Okus, from Drogheda’s self-titled release strikes the system like war. It leaves an aftertaste of terror and destruction, reminiscent of tales only read about that detail the Mongol invasions of the 13th century. With songs that punish with the same violence, terror, and destruction brought during a time of overrule and panic, Okus have produced an album that is unforgettable and crushing. Playing crusty doom filled death metal that weaves into an eerie dark tunnel tinged with high speeds of d-beat hardcore, punk, and grind, this is a band new on the map but one destined for takeover.

The first track on the album ‘Blood and Oil’ opens with drums that are almost tribal in nature. The vocals punish with filthiness, you feel the track hit you right in the sternum as it sets the stones in cement one by one. The track continues to bleed at a slow drip until it detonates half way through, exploding into a fusion of hardcore and grind that’ll make you want to reach into your head and rip into your own flesh. You feel the anger as lyrics are spewed out and onto the ground, like spit from an angry tyrant.

 

 

‘Light Obscene’ is one of the heaviest hitting tracks on the album. A song that is so pissed off and ugly that it’s beautiful, it’ll chastise with a crushing blow. Full of politically motivated undertones, the droll and doom-ridden beginning will almost begin to fool you right before an explosion of fury (that is oh so catchy) attacks your system, broad siding you with borderline primordial sounding reverberations.

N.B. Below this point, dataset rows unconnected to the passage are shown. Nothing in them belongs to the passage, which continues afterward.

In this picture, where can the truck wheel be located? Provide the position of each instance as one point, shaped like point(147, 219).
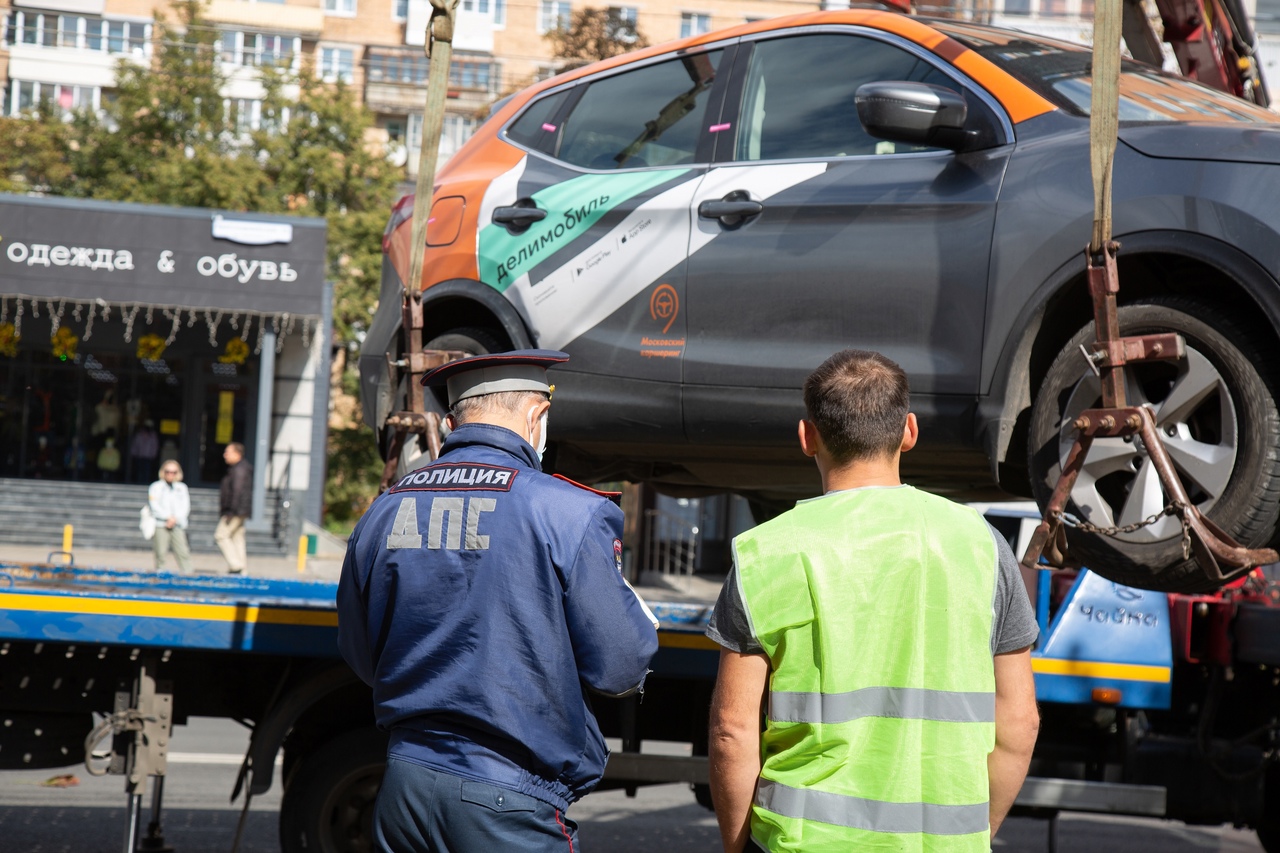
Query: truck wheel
point(472, 341)
point(1269, 828)
point(328, 804)
point(1217, 416)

The track ‘Jackyl’ (another memorable track) has a sound that conjures up scenes of being trapped in a run down mental ward. Like being a spectator to a run down 19th century English institution. As the song plays on you can almost see people experiencing active psychosis, rocking back and forth, tearing out their hair, and losing their minds. Reminiscent of Victims, this song will corner you, take you as a prisoner in your own mind, and leave you for dead.

‘Burn It To The Ground’ draws the album to its end, a good choice for a closer. The tracks fast paced ferocity makes no apologies and leaves the listener bloody and exhausted.  The best part about the whole album is that although it consumes with its ugliness and waste, it doesn’t leave you sorry for the residual throbbing pain you experienced; a consolation prize that’ll leave a mark. Buy this record. Let it throw you into battle with yourself.

The Okus S/T was released on Underground Movement on June 22nd.